George Taratsides

Personal information
- Place of birth: Greece
- Positions: Forward; goalkeeper;

Youth career
- 1970–1973: Maryland Terrapins

Senior career*
- Years: Team / Apps / (Gls)
- 1974–1975: Washington Diplomats / 6 / (0)
- –1981: New York United / 24 / (0)
- 1982–1983: Pennsylvania Stoners / 18 / (0)
- 1982–1983: Pittsburgh Spirit (indoor) / 2 / (0)

= George Taratsides =

Greek-American soccer player

George Taratsides is a retired Greek-American soccer goalkeeper who played professionally in the North American Soccer League, American Soccer League and Major Indoor Soccer League.

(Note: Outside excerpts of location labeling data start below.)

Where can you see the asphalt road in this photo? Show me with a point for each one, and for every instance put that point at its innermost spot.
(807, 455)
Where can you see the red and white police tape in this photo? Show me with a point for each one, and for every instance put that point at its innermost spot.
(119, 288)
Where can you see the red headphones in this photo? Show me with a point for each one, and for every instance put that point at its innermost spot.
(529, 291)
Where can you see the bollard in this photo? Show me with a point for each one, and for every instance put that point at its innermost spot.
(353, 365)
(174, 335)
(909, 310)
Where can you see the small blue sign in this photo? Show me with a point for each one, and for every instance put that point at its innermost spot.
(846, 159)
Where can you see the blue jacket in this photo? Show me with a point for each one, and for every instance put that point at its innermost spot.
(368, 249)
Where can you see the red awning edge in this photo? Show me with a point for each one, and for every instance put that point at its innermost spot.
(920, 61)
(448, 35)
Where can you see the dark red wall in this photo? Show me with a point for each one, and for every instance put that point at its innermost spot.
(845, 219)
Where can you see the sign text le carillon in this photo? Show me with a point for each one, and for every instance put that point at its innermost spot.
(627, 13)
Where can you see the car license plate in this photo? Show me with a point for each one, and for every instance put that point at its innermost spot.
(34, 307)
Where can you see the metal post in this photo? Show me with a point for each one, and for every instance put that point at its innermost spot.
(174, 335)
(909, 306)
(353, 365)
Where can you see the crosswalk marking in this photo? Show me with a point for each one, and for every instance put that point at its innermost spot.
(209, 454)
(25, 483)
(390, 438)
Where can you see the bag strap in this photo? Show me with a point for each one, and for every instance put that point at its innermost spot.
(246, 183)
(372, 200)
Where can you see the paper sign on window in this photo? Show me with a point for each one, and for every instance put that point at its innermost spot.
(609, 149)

Taratsides attended the University of Maryland where he played on the men's soccer team from 1970 to 1973. In 1971, he spent the season at forward, leading the team with ten goals. He then played the 1972 and 1973 season in goal. He was a 1972 Second Team and a 1973 Honorable Mention (third team) All American. In 1974, he turned professional with the Washington Diplomats of the North American Soccer League. In 1981, he played for New York United in the American Soccer League. He was a first team All Star that season. IN 1982, he moved to the Pennsylvania Stoners. He continued to play for the Stoners through the 1983 season. He also played one season, 1982–1983, with the Pittsburgh Spirit of Major Indoor Soccer League.

He was inducted into the Maryland Soccer Hall of Fame in 1997.

George graduated from Howard University and has been a physical therapist and certified athletic trainer for the past 20 years practicing in Baltimore, Maryland.